- Born: February 16, 1970 (age 55) Austria
- Citizenship: Austria, Monaco
- Occupation: Music producer
- Known for: Founder of DANCE LAB, Founder and CEO of Media Invest Entertainment
- Website: Norbert Reichart

= Norbert Reichart =

Austrian music producer and songwriter

Norbert Reichart (born February 16, 1970) is an Austrian music producer, songwriter and entertainment entrepreneur. He is best known for his musical career, and for his collaboration with Chariots of the Gods? author Erich von Däniken.
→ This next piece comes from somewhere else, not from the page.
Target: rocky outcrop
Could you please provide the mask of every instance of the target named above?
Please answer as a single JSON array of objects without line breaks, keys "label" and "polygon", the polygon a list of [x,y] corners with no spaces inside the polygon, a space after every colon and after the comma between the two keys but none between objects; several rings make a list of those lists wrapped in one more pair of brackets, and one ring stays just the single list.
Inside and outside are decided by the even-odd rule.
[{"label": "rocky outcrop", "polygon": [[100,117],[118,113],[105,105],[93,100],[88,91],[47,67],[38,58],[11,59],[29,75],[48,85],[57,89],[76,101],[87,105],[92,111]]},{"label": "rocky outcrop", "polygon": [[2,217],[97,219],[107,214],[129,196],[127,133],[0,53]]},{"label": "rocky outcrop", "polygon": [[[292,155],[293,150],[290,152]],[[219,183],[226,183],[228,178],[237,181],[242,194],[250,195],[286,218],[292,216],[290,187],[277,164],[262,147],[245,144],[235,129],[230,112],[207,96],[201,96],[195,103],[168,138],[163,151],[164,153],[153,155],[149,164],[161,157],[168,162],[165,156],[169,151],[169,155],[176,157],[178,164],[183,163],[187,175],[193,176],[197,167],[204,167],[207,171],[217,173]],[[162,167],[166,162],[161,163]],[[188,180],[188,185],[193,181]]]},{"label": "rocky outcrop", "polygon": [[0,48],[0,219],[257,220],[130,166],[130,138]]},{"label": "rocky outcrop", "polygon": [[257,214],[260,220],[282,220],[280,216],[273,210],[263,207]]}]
In the 1990s, Reichart was the producer and songwriter for the Austrian trance band Imperio, which had several songs that appeared on international charts. He is currently the CEO of Media Invest Entertainment. Reichart lives and works in the principality of Monaco.

==Career==

===Musical career===
Reichart first entered the music industry in 1994 as the songwriter/producer of the trance band Imperio. He was with the band for three years, until they broke up in 1997. The group released their first album, Veni Vidi Vici in 1995, and a second album, Return to Paradise, in 1996.

In 1997, Reichart founded the record label DANCE LAB, which was a joint venture with EMI Austria. More than 20 records have been released, all of which have been in the top 20 of the Austrian sales charts. DANCE LAB was the most successful dance record label in Austria.

Over his career, Reichart has composed and produced several international chart hits and has worked with artists such as José Carreras, Umberto Tozzi, Narada Michael Walden, Al Bano Carrisi, Andrea Bocelli, DJ Visage, Imperio, Decadance, Pizza Boys, and Rapublic. He is one of the most successful music producers in Austria, and many of his productions went on to become hits in countries such as Germany, Switzerland, Austria, the United Kingdom, France, Sweden, Belgium, Finland, the Netherlands, Spain, Australia, Hungary, the Czech Republic, and Russia.

"Formula", a song produced by Reichart and performed by DJ Visage, was a number one hit in Belgium and several other countries. Reichart was also the producer and manager of United Music GmbH an Austrian-based music studio.

===Media Invest Entertainment===
Reichart is the founder and CEO of Media Invest Entertainment, the company that owns and controls the rights to the Chariots of the Gods? franchise. The company is developing the Chariots of the Gods Entertainment Project, which is currently producing several new products based on the franchise, including a feature film, TV series, video games, a world arena tour, theme parks, interactive books, and music productions. As CEO of Media Invest Entertainment, Reichart is the founder of Blackpool Central, a £300 million mixed-use leisure development in partnership with Manchester-based developer Nikal LTD.